The research and interviewing work of the archive should be carried out by qualified staff selected on the basis of providing the broadest possible range of specialised knowledge available for the development of the particular programme. Interviewers should generally be history graduates, but the archive staff responsible for selecting, designing or supervising recording projects should also have a higher degree and research experience. In addition to suitable subject knowledge, however, certain organisational aptitudes and qualities of personality are also needed. The tasks of preparing, organising and conducting individual recording projects and ensuring their proper co-ordination within an overall programme are parts of an administrative and management process as well as an historical one. Equally important are the personal characteristics - speed and clarity of thought and expression for example - necessary to use oral history interviewing methods to best advantage.

A full time research staff provides the optimum means of implementing a programme. If this is not obtainable, at least the overall control of each recording project should be in the hands of an experienced oral historian. By using a small group of permanent staff interviewers as project managers, the archive can develop quite a large recording programme with supporting interviewers who should be trained and properly supervised - employed on a short term voluntary, freelance or contract basis. By this means the number of permanent research staff may be kept to a reasonably economic level.

The number of research and interviewing staff will obviously depend on the scale of the programme that the archive plans to implement. For the collecting centre as a whole to operate efficiently, however, it is necessary to understand the relationship between the recording programme and the other functions which the archive has to carry out. It is not possible to provide figures that are exactly and universally applicable for all oral history recording, since methods and organisation will vary to some extent between different archives.
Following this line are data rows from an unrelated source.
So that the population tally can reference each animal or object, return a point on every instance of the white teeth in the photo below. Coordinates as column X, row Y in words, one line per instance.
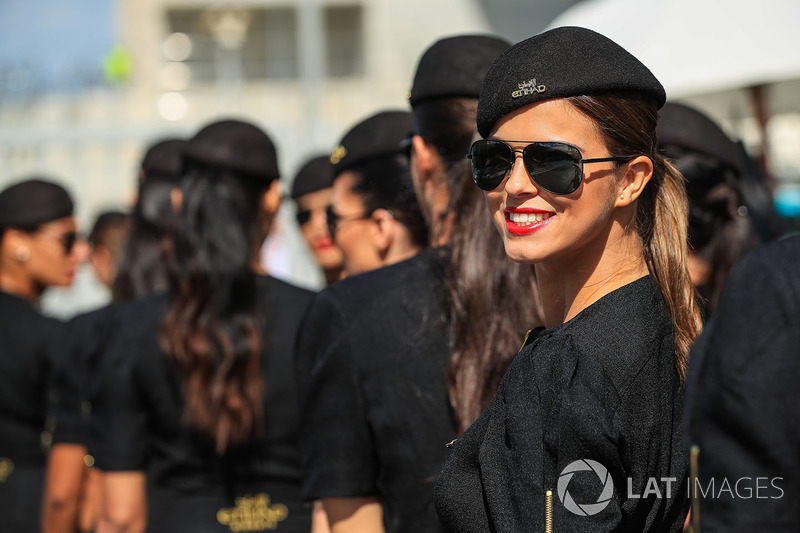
column 526, row 219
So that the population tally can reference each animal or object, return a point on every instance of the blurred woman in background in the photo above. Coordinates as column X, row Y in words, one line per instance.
column 37, row 238
column 73, row 486
column 194, row 418
column 312, row 190
column 720, row 227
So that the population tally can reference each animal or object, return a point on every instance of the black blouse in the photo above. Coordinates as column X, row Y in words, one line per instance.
column 137, row 423
column 586, row 416
column 81, row 343
column 376, row 417
column 25, row 370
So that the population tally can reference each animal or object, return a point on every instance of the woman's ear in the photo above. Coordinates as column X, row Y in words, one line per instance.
column 383, row 231
column 16, row 244
column 427, row 165
column 638, row 172
column 176, row 199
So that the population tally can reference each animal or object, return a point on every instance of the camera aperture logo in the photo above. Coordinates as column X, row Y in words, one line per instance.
column 585, row 509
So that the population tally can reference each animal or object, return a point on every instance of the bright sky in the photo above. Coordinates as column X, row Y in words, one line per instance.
column 55, row 36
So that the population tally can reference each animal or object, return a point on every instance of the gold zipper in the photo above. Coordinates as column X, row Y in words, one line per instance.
column 694, row 526
column 525, row 340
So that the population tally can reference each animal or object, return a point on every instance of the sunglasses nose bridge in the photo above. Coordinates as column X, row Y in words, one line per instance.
column 519, row 182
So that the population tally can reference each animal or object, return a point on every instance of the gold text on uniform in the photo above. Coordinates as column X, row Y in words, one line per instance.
column 252, row 514
column 528, row 87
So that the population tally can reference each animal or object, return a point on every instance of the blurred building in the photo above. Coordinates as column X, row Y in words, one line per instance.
column 86, row 85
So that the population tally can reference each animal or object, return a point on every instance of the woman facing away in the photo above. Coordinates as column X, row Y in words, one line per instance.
column 37, row 250
column 584, row 431
column 194, row 418
column 394, row 367
column 72, row 497
column 312, row 189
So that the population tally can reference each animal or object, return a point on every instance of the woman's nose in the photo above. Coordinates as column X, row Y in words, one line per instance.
column 519, row 182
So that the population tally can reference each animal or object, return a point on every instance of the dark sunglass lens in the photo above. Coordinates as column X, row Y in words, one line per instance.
column 303, row 216
column 69, row 242
column 490, row 161
column 553, row 166
column 331, row 218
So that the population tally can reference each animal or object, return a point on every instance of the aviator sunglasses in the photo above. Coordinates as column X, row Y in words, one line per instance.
column 555, row 167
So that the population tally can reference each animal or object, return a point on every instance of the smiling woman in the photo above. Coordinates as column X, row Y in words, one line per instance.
column 603, row 219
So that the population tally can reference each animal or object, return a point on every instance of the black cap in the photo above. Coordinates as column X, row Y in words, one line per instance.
column 689, row 129
column 162, row 160
column 235, row 145
column 379, row 135
column 32, row 203
column 316, row 174
column 560, row 63
column 455, row 67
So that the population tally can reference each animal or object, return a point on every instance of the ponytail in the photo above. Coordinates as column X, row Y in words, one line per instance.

It may be said, however, that one full time interviewer should be able to record up to one hundred hours of reminiscences a year based on about fifty interviewing sessions. (This, and other figures quoted in this section, are given as a rough guideline based on the practical experience of the Imperial War Museum's Department of Sound Records.) On the basis of this unit figure an archive can estimate a growth pattern for its collection and calculate the various kinds of resources that will be necessary to support it.

To illustrate the scale of staff support necessary for technical processing, one technician should be capable of copying to full archival standards about 600 hours of recorded interviews a year. Archives do not, however, need to reach this level before the appointment of a qualified technician can be justified since the maintenance of equipment and the conservation of the collection should also be the technician's responsibility. An oral history collection has no special or distinctive technical needs or problems. In fact the requirements of new programmes are likely to be more straightforward than those of some other kinds of sound archives dealt with in this book because recording interviews is technically less demanding than, for example, recording music or animal sounds and because oral history archives are generally less concerned with restoring and preserving old recordings.

The main documentation procedures in an oral history archive are transcribing, cataloguing and indexing. Transcribing -the process of presenting the information content of recordings in a typescript form - should be carried out by typists with a good general standard of education and a clear understanding of the structure and use of language. Their task is to produce an accurate typescript of each interview and - by the appropriate use of sentences, paragraphs and punctuation to make it as literate a document as possible without altering the words or sense of the speakers. Transcribing is an extremely time consuming process; on average one hour of tape may take eight hours to transcribe and three hours to proofread and correct. If the archive wants and can afford to transcribe all the interviews it records, the output from one full time interviewer would be more or less sufficient to keep one transcriber permanently occupied.

Cataloguing and indexing oral history interviews is also very labour intensive and it may take in the region of four hours to compile full catalogue and subject index entries for one hour of tape. These documentation services should be under the control of an experienced and well qualified cataloguer who is capable of designing and applying suitable systems for the organisation of audio documentation and who is supported by an appropriate number of staff able to apply consistently disciplined rules for the organisation of a collection.

In organising and staffing an oral history sound archive it cannot be stressed too strongly that the functions described above are part of a single and integrated process. It is therefore essential that a reasonable balance is struck between recording and the various stages of processing the resultant material. To achieve this requires the establishment and, as the recording programme develops, the maintenance of proper ratios between the various categories of archive staff. To summarise what has been detailed above, the ratio of two interviewers: two transcribers: one cataloguer may be a useful equation for establishing a balanced organisational structure, with one technician being capable of providing the necessary technical support for up to six full time interviewers.